Secondly, FIDH welcomes the fact that the Special Rapporteur on the adverse effects of the illicit movement and dumping of toxic and dangerous products and wastes on the enjoyment of human rights was able to conduct a visit to Côte d’Ivoire to investigate the effects on the human rights of the residents of Abidjan of the dumping on 19 and 20 August 2006 of toxic waste around the district of Abidjan from the "Probo Koala" ship, chartered by the company Trafigura.

Two years after this disaster which caused the death of at least 16 persons and the intoxication of over a hundred thousand persons, the responsibilities for this crime have not been established, whereas the consequences of the dumping can still be felt by the population. Furthermore, not all the victims have been granted the compensations in line with the settlement concluded between the Ivorian government and Trafigura in February 2007, that FIDH and its member organisations in Cote d’Ivoire denounced as a transaction at the expense of the rights of victims to truth, justice and reparation.

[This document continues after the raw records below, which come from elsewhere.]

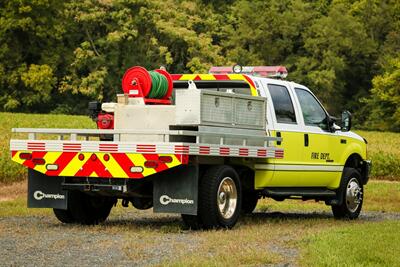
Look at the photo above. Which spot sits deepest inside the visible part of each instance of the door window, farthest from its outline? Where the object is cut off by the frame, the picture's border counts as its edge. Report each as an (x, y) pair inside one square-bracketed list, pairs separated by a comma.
[(283, 105), (313, 113)]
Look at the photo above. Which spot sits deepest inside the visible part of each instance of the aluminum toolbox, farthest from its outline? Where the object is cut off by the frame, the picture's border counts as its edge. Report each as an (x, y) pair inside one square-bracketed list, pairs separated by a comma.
[(213, 108)]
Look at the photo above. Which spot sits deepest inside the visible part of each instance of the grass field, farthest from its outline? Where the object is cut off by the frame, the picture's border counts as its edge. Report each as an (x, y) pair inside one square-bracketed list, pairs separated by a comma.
[(383, 147), (10, 171)]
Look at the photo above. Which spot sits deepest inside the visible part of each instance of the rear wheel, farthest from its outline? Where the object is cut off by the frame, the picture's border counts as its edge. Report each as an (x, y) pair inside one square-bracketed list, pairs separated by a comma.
[(351, 190), (220, 197), (249, 203), (89, 210)]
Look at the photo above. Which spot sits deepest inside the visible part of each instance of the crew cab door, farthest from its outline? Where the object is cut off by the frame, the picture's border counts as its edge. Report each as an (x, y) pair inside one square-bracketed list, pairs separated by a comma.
[(283, 121), (322, 149)]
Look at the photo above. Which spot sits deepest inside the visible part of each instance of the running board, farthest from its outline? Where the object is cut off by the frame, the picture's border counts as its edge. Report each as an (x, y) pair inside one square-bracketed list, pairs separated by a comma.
[(283, 192)]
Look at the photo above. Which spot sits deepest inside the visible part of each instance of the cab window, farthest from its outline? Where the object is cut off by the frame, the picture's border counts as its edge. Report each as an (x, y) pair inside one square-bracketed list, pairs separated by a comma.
[(313, 113), (283, 105)]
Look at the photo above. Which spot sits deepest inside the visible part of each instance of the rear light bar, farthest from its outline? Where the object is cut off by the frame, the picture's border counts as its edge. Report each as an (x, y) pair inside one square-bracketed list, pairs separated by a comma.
[(260, 71)]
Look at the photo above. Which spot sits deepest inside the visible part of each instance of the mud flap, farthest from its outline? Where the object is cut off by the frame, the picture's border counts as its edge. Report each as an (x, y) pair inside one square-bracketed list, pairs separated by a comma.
[(45, 191), (176, 190)]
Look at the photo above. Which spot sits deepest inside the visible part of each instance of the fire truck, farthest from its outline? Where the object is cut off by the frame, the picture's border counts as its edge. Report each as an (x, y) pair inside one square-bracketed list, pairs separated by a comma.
[(206, 146)]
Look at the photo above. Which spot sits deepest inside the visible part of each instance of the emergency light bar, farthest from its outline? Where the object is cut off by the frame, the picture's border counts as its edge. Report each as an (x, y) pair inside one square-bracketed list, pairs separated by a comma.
[(261, 71)]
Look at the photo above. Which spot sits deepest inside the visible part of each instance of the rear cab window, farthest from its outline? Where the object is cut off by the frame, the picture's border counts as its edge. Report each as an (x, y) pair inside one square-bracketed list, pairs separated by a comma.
[(283, 104), (312, 111)]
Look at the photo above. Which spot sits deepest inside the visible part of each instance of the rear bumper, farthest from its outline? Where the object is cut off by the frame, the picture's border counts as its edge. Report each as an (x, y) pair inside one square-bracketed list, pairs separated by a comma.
[(97, 164)]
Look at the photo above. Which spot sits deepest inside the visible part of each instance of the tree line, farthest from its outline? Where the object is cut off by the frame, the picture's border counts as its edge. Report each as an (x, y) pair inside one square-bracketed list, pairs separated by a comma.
[(55, 56)]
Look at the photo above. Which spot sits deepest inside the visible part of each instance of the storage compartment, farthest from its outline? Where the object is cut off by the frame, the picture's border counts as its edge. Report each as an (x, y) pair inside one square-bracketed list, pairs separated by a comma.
[(205, 107)]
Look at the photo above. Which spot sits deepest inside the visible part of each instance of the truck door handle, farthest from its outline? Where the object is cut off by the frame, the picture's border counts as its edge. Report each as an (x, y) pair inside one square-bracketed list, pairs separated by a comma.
[(278, 134), (305, 139)]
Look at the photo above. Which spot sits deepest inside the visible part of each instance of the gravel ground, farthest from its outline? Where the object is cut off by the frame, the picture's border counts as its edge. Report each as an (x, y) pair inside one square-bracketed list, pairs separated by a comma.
[(43, 241)]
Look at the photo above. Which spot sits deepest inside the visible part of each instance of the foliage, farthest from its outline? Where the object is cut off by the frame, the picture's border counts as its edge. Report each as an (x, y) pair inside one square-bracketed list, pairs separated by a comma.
[(57, 55)]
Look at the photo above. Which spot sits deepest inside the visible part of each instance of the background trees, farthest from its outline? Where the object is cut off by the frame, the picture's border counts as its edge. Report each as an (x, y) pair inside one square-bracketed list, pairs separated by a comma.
[(55, 56)]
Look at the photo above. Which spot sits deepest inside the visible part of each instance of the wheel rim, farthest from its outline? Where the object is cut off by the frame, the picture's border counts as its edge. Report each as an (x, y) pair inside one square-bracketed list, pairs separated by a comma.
[(227, 198), (354, 195)]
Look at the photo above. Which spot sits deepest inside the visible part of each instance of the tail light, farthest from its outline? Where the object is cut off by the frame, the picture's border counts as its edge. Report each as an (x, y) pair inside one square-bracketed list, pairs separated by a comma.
[(38, 161), (151, 164), (25, 156), (165, 159)]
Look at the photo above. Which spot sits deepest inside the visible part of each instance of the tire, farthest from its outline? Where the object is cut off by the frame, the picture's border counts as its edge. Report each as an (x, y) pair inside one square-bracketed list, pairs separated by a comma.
[(192, 221), (89, 210), (351, 192), (220, 197), (64, 216), (249, 202)]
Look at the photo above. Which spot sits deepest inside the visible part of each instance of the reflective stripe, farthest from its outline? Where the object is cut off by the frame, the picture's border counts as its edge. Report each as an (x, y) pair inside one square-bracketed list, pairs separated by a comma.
[(279, 167)]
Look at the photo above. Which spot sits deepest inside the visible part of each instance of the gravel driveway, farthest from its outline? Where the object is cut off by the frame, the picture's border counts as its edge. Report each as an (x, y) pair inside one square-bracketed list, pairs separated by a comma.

FIDH, and its member organisations in Côte d’Ivoire have repeatedly called on the authorities to make sure that victims have access to justice, and that the persons responsible for these crimes be sanctioned. As the Special Rapporteur declared, a strong message should be sent that such crimes will not go unpunished and that Africa is not a cheap dumping ground for toxic waste.

Moreover, our organisations continue to call on the international community to reinforce its implication in this case, in particular by developing its technical assistance.

FIDH calls on the members of the Human Rights Council to support the work of the Special Rapporteur, and would welcome an enlargement of the mandate to enable the Special Rapporteur to also take into account licit movement of toxic waste, which also has consequences on the enjoyment of human rights.